Et dans le cas de l'”affaire” qui nous intéresse plus particulièrement:

– décider entre puissants (c’est ça le G8 non?) de l’avenir du monde, c’est violent ou pas?
– s’attaquer aux vitrines de banques pour dénoncer en actes leurs pratiques meurtières, c’est violent ou pas?
– envoyer plus de 200 personnes en prison comme l’on fait ces deux policiers, c’est violent?
– utiliser le web comme outil public de délation et de fichage comme l’a fait la police genevoise, c’est violent ou pas?
– retourner cette pratique contre leurs principaux instigateurs à savoir ces deux policiers (en postant sur le web leur photos), c’est violent ou pas?
– saisir illégalement (mais comme on le voit dans cette affaire, la loi n’est pas un obstacle quand on est au pouvoir) un des serveurs du principal réseau de médias indépendant et priver ainsi des milliers de personnes de moyens d’expression/information, c’est violent ou pas?

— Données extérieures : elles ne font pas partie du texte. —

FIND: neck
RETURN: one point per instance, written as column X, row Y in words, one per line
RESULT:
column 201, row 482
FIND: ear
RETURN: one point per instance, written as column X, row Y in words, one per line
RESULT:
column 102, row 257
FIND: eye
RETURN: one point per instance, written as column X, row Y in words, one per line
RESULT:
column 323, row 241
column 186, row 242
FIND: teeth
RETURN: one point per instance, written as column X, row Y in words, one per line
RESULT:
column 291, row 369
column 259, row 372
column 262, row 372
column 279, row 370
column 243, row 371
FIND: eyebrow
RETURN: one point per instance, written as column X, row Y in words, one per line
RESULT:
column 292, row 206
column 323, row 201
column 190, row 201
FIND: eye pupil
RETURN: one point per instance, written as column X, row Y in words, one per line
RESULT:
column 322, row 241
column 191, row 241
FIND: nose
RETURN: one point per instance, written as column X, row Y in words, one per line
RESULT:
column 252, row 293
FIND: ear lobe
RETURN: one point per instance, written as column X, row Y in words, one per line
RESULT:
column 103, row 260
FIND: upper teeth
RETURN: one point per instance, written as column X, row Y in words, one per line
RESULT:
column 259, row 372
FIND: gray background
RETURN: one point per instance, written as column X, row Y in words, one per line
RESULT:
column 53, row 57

Est-ce que c’est la violence de l’état qui est légitime?* Ou est-ce que là c’est la légitimité de l’état qui repose sur la violence?

La question est peut-etre là. Indymedia est attaqué car c’est un des rares média où il est encore possible de se poser ce type de questions, de remettre en question la légitimité de l’état, se poser collectivement la question de la violence du système…

Les médias suisses, par exemple ont formellement dénoncer l’article qui était sur le site d’Indymedia Nantes. Au contraire aucun d’eux n’a dénoncé les pratiques similaires de la police.
Les personnes incarcérées depuis des mois à cause de ces policiers doivent la sentir en permanence la violence du système, en tout cas bien plus que ces deux pauvres policiers…

Qui pour contester la légitmité de ces enfermements? Qui pour dire que nous ne voulons ni du G8, ni de sa police, ni de ses prisons?

Comme on l’a vu ce n’est pas à travers les média commerciaux que nous pourront porter ces questions.

A nous de construire nos propres médias; de diffuser nos reflexions, nos pratiques et notre rage.

Avec cette histoire l’étau se reserre. Refuser les regles du jeu médiatique devient du terrorisme. Exprimer un point de vue divergent devient une violence faite aux puissants.

Alors oui, nous sommes tou-te-s des terroristes!

orwell:”Ce n’est pas entre violence et non-violence que passe la grande différence, mais entre avoir ou ne pas avoir le goût du pouvoir.”